Sadly, Apple users do.
Unless Apple can prove without question that it can handle any Web site with its final release of Safari, users should start to get very nervous and hope Opera and Mozilla developers take charge.
This misses the point entirely. The problem isn’t the quality of the browser, it’s the quality of the web sites themselves. IE for Windows has a ridiculously loose HTML parser that will interpret and display just about any garbage you care to throw at it. Since its market share is so high (more than 90% for many commercial web sites) lazy web developers write for IE rather than writing standards compliant markup. The only way a competing browser could render those sites in exactly the same way as IE would be for it to reverse engineer the IE rendering engine in its entirety, which kind of eliminates the point of having a different browser in the first place.
Safari’s most important feature (at least according to Steve Jobs) is its speed. This speed is achieved mainly thanks to a highly optimised rendering engine. If they were to add in enough code to completely emulate IE’s broken behaviour, the speed advantage would be gone.
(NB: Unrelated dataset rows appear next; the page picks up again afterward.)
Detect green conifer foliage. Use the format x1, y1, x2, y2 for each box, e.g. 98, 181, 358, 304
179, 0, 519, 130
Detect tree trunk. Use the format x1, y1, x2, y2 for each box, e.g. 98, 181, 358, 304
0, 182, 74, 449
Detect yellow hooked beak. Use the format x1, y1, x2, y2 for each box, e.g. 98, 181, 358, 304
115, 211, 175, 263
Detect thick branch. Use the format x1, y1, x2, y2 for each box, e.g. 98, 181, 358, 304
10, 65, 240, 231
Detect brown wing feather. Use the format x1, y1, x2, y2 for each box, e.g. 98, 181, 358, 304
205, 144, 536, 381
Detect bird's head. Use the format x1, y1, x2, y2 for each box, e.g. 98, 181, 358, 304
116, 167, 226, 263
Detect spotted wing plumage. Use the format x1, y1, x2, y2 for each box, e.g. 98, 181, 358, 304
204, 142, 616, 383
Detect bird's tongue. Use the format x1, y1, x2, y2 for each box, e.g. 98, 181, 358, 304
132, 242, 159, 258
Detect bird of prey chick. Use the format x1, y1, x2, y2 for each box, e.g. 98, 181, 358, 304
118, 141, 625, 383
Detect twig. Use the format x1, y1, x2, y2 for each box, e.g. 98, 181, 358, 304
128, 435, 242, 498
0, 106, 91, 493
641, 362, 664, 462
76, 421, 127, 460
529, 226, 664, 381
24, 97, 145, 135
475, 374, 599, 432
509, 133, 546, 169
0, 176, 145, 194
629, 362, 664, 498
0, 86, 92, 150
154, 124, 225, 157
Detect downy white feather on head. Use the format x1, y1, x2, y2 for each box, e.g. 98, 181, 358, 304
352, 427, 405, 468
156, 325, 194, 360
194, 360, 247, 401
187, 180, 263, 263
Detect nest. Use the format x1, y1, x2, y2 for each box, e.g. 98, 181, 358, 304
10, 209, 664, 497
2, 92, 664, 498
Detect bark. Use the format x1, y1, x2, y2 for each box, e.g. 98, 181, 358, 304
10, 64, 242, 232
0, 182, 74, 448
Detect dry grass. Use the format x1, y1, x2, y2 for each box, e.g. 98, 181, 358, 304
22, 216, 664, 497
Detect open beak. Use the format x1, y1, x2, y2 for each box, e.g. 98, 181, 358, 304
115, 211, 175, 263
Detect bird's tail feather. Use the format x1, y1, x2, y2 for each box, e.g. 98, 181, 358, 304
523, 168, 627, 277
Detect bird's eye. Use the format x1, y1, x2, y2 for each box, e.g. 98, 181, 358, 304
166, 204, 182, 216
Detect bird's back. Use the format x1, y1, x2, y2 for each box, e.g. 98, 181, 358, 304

What worried me is that a publication with more technical awareness than most could misunderstand the issues this much.
Incidentally, the only way this problem is going to get any better is through persistant advocacy to the many sites that have broken HTML. If a site doesn’t work in a modern standards compliant browser, tell them! The best way to do it is over the ’phone (if they list a number on the site) as that will cost them more in terms of customer service expenses, but a polite email to the right address is almost as good. If you don’t get a favourable response, the Mozilla Tech Evangelism team may be able to back you up (especially if the problem is with a major site)—see this page for details of their procedures.
And finally, if you develop sites yourself learn to code to the standards instead of coding for a specific browser. A one-browser web would be a very boring place indeed.